The diagnosis of both homozygous and heterozygous FH is based primarily on the finding of severe LDLc elevations in the absence of secondary causes of hypercholesterolemia with triglyceride levels that are within the reference range or mildly elevated and HDL cholesterol (HDLc) levels that are within the reference range or slightly low. A probable diagnosis of heterozygous FH can be made if the LDLc level is greater than 330 mg/dL or if tendon xanthomas are present in a patient with an LDLc level above the 95th percentile. Definitive diagnosis can be made only with gene or receptor analysis.

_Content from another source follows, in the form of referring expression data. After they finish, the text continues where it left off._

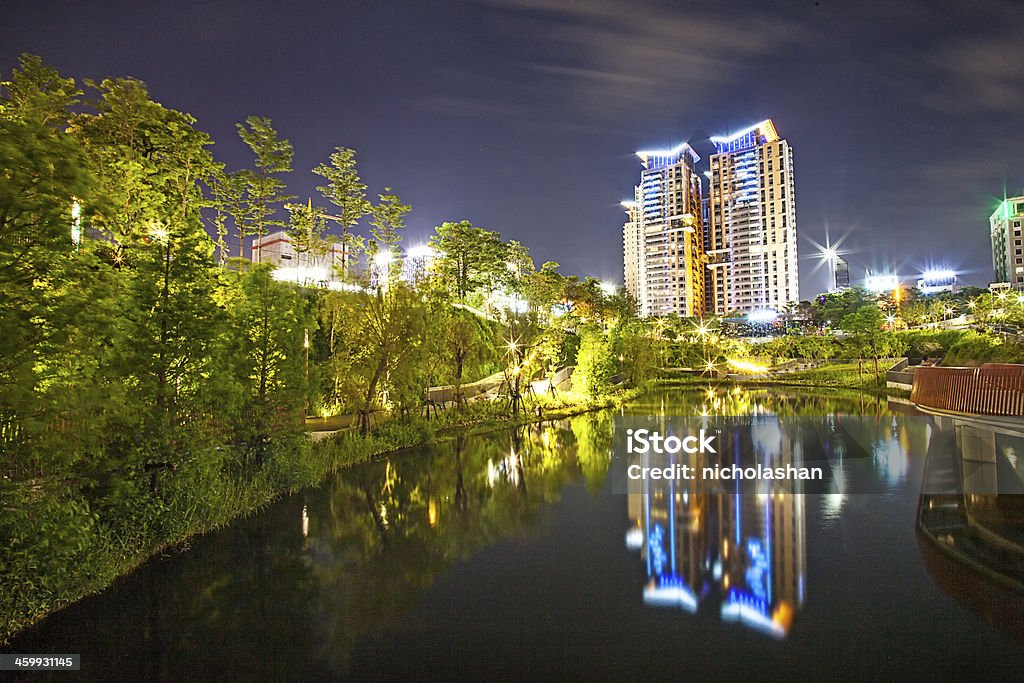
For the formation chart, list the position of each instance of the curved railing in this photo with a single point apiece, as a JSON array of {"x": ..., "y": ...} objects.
[{"x": 990, "y": 389}]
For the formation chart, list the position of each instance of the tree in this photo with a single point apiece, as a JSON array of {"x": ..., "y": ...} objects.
[
  {"x": 42, "y": 172},
  {"x": 388, "y": 222},
  {"x": 595, "y": 364},
  {"x": 272, "y": 323},
  {"x": 228, "y": 201},
  {"x": 38, "y": 93},
  {"x": 305, "y": 228},
  {"x": 466, "y": 257},
  {"x": 345, "y": 189},
  {"x": 265, "y": 188},
  {"x": 392, "y": 327},
  {"x": 864, "y": 326}
]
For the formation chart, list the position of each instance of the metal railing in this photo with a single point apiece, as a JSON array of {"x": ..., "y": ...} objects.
[{"x": 990, "y": 389}]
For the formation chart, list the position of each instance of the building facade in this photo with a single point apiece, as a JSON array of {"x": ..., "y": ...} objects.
[
  {"x": 841, "y": 269},
  {"x": 752, "y": 232},
  {"x": 663, "y": 239},
  {"x": 291, "y": 265},
  {"x": 1008, "y": 248}
]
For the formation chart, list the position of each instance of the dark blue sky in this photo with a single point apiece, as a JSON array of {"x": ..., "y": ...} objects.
[{"x": 522, "y": 115}]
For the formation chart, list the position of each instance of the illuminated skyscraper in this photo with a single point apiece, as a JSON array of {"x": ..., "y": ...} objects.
[
  {"x": 632, "y": 251},
  {"x": 1008, "y": 249},
  {"x": 842, "y": 269},
  {"x": 663, "y": 244},
  {"x": 752, "y": 237}
]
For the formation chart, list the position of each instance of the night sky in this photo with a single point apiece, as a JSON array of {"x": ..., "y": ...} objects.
[{"x": 906, "y": 119}]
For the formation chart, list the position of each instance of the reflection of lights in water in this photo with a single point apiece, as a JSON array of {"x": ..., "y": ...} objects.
[
  {"x": 754, "y": 612},
  {"x": 655, "y": 548},
  {"x": 634, "y": 539},
  {"x": 511, "y": 471},
  {"x": 670, "y": 592},
  {"x": 832, "y": 503},
  {"x": 890, "y": 460},
  {"x": 767, "y": 437}
]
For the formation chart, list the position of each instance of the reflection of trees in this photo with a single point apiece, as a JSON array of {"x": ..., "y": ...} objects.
[{"x": 381, "y": 532}]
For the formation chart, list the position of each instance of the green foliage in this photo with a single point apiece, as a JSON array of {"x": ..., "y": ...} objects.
[
  {"x": 468, "y": 258},
  {"x": 595, "y": 364},
  {"x": 265, "y": 190},
  {"x": 346, "y": 191}
]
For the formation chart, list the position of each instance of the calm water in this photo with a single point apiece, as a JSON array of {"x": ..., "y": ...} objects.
[{"x": 508, "y": 555}]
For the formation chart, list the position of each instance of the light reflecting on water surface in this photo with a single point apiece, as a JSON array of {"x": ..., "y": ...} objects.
[{"x": 508, "y": 555}]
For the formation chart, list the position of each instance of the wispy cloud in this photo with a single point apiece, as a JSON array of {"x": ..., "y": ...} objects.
[
  {"x": 616, "y": 54},
  {"x": 599, "y": 59}
]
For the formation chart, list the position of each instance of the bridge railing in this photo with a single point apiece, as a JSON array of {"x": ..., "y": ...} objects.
[{"x": 990, "y": 389}]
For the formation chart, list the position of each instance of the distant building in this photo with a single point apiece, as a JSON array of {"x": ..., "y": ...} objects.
[
  {"x": 300, "y": 267},
  {"x": 663, "y": 240},
  {"x": 1008, "y": 248},
  {"x": 633, "y": 251},
  {"x": 842, "y": 272},
  {"x": 752, "y": 236},
  {"x": 933, "y": 282},
  {"x": 881, "y": 283}
]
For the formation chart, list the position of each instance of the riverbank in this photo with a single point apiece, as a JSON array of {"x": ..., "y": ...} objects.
[
  {"x": 839, "y": 376},
  {"x": 65, "y": 545}
]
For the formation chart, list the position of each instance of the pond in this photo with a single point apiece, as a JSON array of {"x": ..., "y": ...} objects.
[{"x": 510, "y": 555}]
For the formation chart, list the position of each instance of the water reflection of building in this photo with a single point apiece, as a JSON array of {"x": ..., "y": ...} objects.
[{"x": 741, "y": 554}]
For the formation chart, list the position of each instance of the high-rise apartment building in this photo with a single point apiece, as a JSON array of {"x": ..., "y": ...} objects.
[
  {"x": 663, "y": 245},
  {"x": 1008, "y": 248},
  {"x": 752, "y": 235}
]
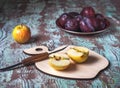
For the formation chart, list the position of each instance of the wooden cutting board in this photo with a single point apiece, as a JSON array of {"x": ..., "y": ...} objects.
[{"x": 86, "y": 70}]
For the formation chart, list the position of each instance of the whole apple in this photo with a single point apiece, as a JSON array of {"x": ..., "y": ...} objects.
[{"x": 21, "y": 33}]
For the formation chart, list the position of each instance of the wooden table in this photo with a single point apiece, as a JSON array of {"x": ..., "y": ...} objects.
[{"x": 40, "y": 16}]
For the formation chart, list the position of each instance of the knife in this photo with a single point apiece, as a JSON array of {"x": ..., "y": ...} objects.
[{"x": 32, "y": 59}]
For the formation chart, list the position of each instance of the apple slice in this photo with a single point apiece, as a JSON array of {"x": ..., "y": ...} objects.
[
  {"x": 78, "y": 54},
  {"x": 59, "y": 61}
]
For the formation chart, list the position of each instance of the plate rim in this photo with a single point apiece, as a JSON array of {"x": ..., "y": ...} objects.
[{"x": 97, "y": 72}]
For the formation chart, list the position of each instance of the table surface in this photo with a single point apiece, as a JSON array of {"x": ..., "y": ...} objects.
[{"x": 40, "y": 16}]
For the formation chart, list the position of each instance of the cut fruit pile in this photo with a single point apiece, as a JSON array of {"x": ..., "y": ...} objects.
[
  {"x": 61, "y": 61},
  {"x": 85, "y": 21}
]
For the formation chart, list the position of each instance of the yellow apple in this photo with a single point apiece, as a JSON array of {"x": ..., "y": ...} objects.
[
  {"x": 78, "y": 54},
  {"x": 59, "y": 61},
  {"x": 21, "y": 33}
]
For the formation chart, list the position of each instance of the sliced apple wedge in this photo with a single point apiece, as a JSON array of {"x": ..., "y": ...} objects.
[
  {"x": 78, "y": 54},
  {"x": 59, "y": 61}
]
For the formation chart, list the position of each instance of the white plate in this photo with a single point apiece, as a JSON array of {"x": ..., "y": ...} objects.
[{"x": 87, "y": 70}]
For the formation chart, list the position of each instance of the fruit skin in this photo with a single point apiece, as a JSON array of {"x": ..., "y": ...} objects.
[
  {"x": 72, "y": 24},
  {"x": 88, "y": 12},
  {"x": 59, "y": 61},
  {"x": 63, "y": 18},
  {"x": 78, "y": 54},
  {"x": 21, "y": 33}
]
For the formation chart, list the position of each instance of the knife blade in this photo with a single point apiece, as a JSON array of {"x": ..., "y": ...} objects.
[{"x": 32, "y": 59}]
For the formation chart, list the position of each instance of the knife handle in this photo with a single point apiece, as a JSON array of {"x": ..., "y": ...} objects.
[{"x": 35, "y": 58}]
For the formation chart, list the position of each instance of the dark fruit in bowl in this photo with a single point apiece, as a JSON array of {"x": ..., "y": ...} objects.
[
  {"x": 86, "y": 21},
  {"x": 72, "y": 25},
  {"x": 78, "y": 18},
  {"x": 88, "y": 24},
  {"x": 73, "y": 14},
  {"x": 88, "y": 12},
  {"x": 63, "y": 18}
]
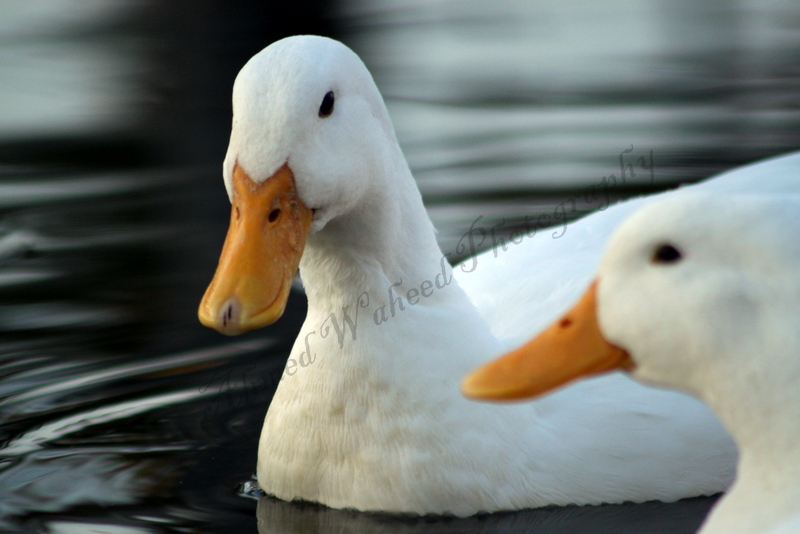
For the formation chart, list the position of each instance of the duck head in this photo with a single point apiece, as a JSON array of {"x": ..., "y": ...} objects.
[
  {"x": 309, "y": 128},
  {"x": 690, "y": 292}
]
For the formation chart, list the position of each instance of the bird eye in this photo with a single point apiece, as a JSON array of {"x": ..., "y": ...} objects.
[
  {"x": 666, "y": 254},
  {"x": 326, "y": 108}
]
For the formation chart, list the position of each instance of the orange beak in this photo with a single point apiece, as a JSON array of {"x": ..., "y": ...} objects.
[
  {"x": 571, "y": 348},
  {"x": 268, "y": 230}
]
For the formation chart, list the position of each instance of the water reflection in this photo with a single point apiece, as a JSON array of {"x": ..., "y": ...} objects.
[{"x": 279, "y": 517}]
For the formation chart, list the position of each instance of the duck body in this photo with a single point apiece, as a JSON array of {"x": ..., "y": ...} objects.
[
  {"x": 368, "y": 414},
  {"x": 702, "y": 292}
]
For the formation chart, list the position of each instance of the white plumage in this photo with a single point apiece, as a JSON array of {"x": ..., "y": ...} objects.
[{"x": 372, "y": 419}]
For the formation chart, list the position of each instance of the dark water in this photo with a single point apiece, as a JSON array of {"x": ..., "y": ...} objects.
[{"x": 119, "y": 413}]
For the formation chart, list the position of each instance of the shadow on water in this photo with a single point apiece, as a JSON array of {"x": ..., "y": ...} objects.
[
  {"x": 278, "y": 517},
  {"x": 119, "y": 413}
]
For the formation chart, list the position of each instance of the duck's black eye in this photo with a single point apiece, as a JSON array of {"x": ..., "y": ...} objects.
[
  {"x": 326, "y": 108},
  {"x": 666, "y": 254}
]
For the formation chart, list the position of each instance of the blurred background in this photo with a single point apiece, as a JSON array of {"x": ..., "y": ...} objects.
[{"x": 118, "y": 411}]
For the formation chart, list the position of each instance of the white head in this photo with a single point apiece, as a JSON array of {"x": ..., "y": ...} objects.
[
  {"x": 311, "y": 141},
  {"x": 279, "y": 117},
  {"x": 699, "y": 292},
  {"x": 701, "y": 289}
]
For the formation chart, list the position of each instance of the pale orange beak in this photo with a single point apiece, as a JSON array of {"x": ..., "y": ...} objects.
[
  {"x": 571, "y": 348},
  {"x": 267, "y": 234}
]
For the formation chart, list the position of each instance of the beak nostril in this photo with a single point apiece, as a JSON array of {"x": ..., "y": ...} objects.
[{"x": 229, "y": 317}]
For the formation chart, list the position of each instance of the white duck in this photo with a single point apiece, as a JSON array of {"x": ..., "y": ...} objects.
[
  {"x": 367, "y": 415},
  {"x": 702, "y": 293}
]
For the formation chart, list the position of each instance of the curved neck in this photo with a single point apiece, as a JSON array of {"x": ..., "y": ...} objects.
[{"x": 387, "y": 239}]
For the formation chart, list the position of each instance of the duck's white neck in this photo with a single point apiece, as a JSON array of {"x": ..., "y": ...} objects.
[
  {"x": 765, "y": 423},
  {"x": 388, "y": 238}
]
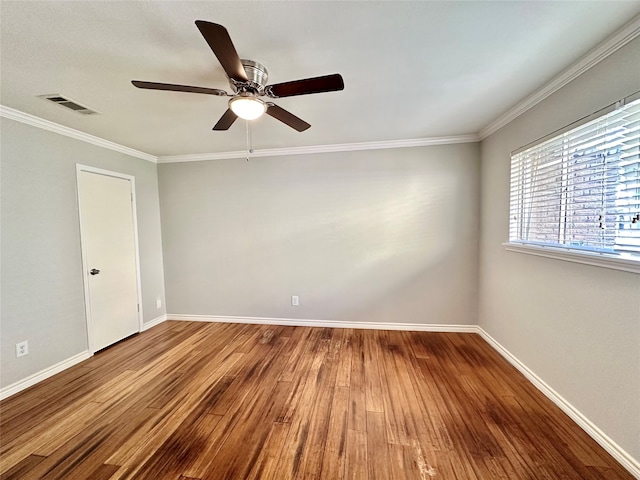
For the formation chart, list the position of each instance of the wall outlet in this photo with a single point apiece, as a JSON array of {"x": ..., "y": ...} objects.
[{"x": 22, "y": 349}]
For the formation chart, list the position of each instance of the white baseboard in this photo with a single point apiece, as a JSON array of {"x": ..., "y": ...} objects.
[
  {"x": 154, "y": 322},
  {"x": 297, "y": 322},
  {"x": 626, "y": 460},
  {"x": 43, "y": 375}
]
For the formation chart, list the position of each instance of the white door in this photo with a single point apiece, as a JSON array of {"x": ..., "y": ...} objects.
[{"x": 109, "y": 250}]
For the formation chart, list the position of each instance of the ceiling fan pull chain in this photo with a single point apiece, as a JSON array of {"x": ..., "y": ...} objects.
[{"x": 249, "y": 140}]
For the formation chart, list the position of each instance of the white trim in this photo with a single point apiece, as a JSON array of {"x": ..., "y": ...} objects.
[
  {"x": 154, "y": 322},
  {"x": 38, "y": 122},
  {"x": 617, "y": 452},
  {"x": 586, "y": 258},
  {"x": 343, "y": 147},
  {"x": 618, "y": 40},
  {"x": 20, "y": 385},
  {"x": 299, "y": 322},
  {"x": 85, "y": 266}
]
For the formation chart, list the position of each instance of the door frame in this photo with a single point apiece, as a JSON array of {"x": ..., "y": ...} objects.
[{"x": 85, "y": 266}]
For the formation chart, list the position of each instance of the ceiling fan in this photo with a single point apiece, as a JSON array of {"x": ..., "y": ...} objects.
[{"x": 248, "y": 81}]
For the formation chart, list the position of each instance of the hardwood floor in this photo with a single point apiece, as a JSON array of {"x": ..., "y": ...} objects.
[{"x": 227, "y": 401}]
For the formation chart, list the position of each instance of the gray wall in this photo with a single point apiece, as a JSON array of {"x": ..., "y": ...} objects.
[
  {"x": 576, "y": 326},
  {"x": 373, "y": 236},
  {"x": 42, "y": 291}
]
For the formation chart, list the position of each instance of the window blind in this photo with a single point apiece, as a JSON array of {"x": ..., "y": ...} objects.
[{"x": 580, "y": 189}]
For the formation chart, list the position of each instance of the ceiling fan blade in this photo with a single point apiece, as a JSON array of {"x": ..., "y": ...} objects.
[
  {"x": 287, "y": 117},
  {"x": 226, "y": 120},
  {"x": 327, "y": 83},
  {"x": 178, "y": 88},
  {"x": 220, "y": 42}
]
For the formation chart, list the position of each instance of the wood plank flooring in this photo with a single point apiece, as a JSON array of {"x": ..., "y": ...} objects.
[{"x": 189, "y": 400}]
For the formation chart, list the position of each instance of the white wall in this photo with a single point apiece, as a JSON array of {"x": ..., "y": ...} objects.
[
  {"x": 575, "y": 326},
  {"x": 377, "y": 236},
  {"x": 41, "y": 289}
]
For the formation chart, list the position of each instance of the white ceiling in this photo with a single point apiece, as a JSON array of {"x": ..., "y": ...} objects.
[{"x": 411, "y": 69}]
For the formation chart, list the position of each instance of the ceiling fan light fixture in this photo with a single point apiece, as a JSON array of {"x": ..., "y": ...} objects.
[{"x": 247, "y": 107}]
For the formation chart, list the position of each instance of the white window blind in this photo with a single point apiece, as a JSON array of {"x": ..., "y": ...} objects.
[{"x": 580, "y": 189}]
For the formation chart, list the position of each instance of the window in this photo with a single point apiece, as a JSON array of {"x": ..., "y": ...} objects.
[{"x": 580, "y": 189}]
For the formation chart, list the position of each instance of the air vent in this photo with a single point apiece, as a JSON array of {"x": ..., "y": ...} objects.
[{"x": 67, "y": 103}]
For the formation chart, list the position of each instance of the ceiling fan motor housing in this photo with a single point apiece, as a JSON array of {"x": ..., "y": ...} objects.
[{"x": 257, "y": 75}]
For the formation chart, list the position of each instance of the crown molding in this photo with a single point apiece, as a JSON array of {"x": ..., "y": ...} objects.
[
  {"x": 17, "y": 115},
  {"x": 342, "y": 147},
  {"x": 618, "y": 40}
]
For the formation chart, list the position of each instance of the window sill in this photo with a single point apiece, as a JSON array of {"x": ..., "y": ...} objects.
[{"x": 586, "y": 258}]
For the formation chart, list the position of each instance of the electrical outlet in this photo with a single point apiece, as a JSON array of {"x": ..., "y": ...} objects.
[{"x": 22, "y": 349}]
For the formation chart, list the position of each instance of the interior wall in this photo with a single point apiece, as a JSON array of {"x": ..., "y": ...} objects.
[
  {"x": 384, "y": 236},
  {"x": 576, "y": 326},
  {"x": 42, "y": 289}
]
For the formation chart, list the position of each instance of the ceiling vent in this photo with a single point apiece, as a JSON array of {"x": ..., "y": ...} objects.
[{"x": 67, "y": 103}]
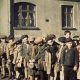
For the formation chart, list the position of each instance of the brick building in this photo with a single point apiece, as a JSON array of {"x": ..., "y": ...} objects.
[{"x": 39, "y": 17}]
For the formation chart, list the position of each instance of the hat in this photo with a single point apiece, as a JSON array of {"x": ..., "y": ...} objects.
[
  {"x": 3, "y": 37},
  {"x": 68, "y": 40},
  {"x": 24, "y": 36},
  {"x": 76, "y": 37},
  {"x": 38, "y": 40},
  {"x": 31, "y": 38},
  {"x": 10, "y": 37},
  {"x": 62, "y": 39},
  {"x": 50, "y": 37}
]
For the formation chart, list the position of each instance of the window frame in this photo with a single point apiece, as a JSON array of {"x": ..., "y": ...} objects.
[
  {"x": 34, "y": 13},
  {"x": 66, "y": 27}
]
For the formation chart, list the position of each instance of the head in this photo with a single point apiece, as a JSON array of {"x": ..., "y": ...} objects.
[
  {"x": 51, "y": 37},
  {"x": 50, "y": 42},
  {"x": 67, "y": 34},
  {"x": 24, "y": 38},
  {"x": 3, "y": 39},
  {"x": 62, "y": 40},
  {"x": 31, "y": 40},
  {"x": 10, "y": 39},
  {"x": 38, "y": 40},
  {"x": 69, "y": 42}
]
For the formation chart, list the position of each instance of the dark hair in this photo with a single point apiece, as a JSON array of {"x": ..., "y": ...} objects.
[
  {"x": 67, "y": 32},
  {"x": 24, "y": 36},
  {"x": 10, "y": 37}
]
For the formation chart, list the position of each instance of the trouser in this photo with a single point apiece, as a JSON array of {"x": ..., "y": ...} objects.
[
  {"x": 25, "y": 69},
  {"x": 3, "y": 67},
  {"x": 69, "y": 73},
  {"x": 11, "y": 66}
]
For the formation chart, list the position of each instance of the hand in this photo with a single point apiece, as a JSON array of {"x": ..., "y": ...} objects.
[{"x": 75, "y": 68}]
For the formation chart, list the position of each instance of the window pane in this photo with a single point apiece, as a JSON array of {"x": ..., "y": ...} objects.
[
  {"x": 67, "y": 16},
  {"x": 24, "y": 14}
]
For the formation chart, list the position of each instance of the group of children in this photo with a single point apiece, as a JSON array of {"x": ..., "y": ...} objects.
[{"x": 40, "y": 58}]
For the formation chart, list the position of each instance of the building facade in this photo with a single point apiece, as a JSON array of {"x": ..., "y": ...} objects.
[{"x": 39, "y": 17}]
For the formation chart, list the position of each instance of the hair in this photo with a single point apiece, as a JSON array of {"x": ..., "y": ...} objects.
[{"x": 67, "y": 32}]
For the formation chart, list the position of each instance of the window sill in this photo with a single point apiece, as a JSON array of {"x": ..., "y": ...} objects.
[
  {"x": 69, "y": 29},
  {"x": 26, "y": 28}
]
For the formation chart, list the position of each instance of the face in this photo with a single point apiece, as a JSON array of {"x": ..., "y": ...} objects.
[
  {"x": 10, "y": 41},
  {"x": 2, "y": 40},
  {"x": 50, "y": 42},
  {"x": 69, "y": 44},
  {"x": 68, "y": 35},
  {"x": 25, "y": 40}
]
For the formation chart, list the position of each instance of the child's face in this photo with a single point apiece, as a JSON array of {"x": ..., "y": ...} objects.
[
  {"x": 2, "y": 40},
  {"x": 10, "y": 41},
  {"x": 67, "y": 35},
  {"x": 69, "y": 44},
  {"x": 24, "y": 40},
  {"x": 50, "y": 42}
]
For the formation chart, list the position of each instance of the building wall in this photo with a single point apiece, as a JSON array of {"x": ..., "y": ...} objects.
[{"x": 45, "y": 10}]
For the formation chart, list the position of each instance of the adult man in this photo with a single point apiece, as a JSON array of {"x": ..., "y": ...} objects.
[
  {"x": 69, "y": 61},
  {"x": 3, "y": 55},
  {"x": 9, "y": 52},
  {"x": 24, "y": 53}
]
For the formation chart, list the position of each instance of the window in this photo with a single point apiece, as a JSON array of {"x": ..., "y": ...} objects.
[
  {"x": 67, "y": 16},
  {"x": 24, "y": 14}
]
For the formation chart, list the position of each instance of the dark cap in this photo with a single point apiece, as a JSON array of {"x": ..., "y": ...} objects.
[
  {"x": 3, "y": 37},
  {"x": 62, "y": 39},
  {"x": 10, "y": 37},
  {"x": 68, "y": 40},
  {"x": 50, "y": 37}
]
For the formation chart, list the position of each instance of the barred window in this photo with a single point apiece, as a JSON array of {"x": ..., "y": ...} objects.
[
  {"x": 24, "y": 14},
  {"x": 67, "y": 16}
]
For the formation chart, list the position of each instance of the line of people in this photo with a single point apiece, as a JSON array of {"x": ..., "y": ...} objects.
[{"x": 38, "y": 58}]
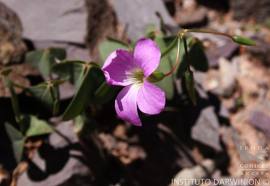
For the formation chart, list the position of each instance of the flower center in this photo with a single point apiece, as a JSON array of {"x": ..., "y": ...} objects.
[{"x": 136, "y": 76}]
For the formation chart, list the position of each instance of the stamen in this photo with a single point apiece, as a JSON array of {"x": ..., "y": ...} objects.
[{"x": 136, "y": 76}]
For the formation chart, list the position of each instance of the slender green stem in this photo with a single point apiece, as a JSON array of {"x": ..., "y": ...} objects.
[
  {"x": 177, "y": 60},
  {"x": 170, "y": 47},
  {"x": 186, "y": 52},
  {"x": 14, "y": 100},
  {"x": 208, "y": 32}
]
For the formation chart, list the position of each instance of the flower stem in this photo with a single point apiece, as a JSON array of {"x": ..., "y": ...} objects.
[
  {"x": 177, "y": 60},
  {"x": 170, "y": 47},
  {"x": 205, "y": 31}
]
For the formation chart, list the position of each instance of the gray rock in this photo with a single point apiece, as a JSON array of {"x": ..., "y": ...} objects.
[
  {"x": 198, "y": 172},
  {"x": 136, "y": 15},
  {"x": 260, "y": 120},
  {"x": 228, "y": 73},
  {"x": 11, "y": 43},
  {"x": 57, "y": 162},
  {"x": 61, "y": 20},
  {"x": 206, "y": 129},
  {"x": 243, "y": 9}
]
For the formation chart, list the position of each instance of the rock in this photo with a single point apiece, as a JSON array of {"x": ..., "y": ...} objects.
[
  {"x": 198, "y": 172},
  {"x": 57, "y": 162},
  {"x": 221, "y": 5},
  {"x": 192, "y": 18},
  {"x": 222, "y": 82},
  {"x": 228, "y": 73},
  {"x": 258, "y": 10},
  {"x": 226, "y": 50},
  {"x": 61, "y": 20},
  {"x": 101, "y": 22},
  {"x": 206, "y": 129},
  {"x": 260, "y": 120},
  {"x": 261, "y": 50},
  {"x": 11, "y": 44},
  {"x": 74, "y": 52},
  {"x": 137, "y": 15}
]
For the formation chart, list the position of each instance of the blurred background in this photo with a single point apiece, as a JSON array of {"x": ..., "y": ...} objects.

A substantial increase in serum triglyceride levels should raise the possibility of another lipid disorder.

Lipid analysis

Cholesterol levels are severely elevated in children and adults with homozygous FH, with total cholesterol and LDLc levels greater than 600 mg/dL and triglyceride levels within the reference range.

In patients with heterozygous FH, LDLc levels are commonly higher than 250 mg/dL and usually increase with age. An LDLc level higher than 200 mg/dL in a patient younger than 20 years is highly suggestive of heterozygous FH or, possibly, familial ligand defective apoB-100 (see Pathophysiology). In adults, LDLc levels higher than 290-300 mg/dL suggest heterozygous FH.

Lipoprotein (a) may be measured because patients with both heterozygous FH and high levels of lipoprotein (a) (>30 mg/dL) have a worse prognosis than those with normal levels of lipoprotein (a). However, all patients with FH are at very high risk for CAD and because no data are available to suggest that lipoprotein (a) should be specifically targeted for treatment.

Tests to rule out secondary hypercholesterolemia

Other laboratory testing may be suggestive by findings discerned thorough history and physical examination.

In the absence of symptoms or signs suggestive of a particular disorder, a limited workup should be performed to rule out secondary hypercholesterolemia.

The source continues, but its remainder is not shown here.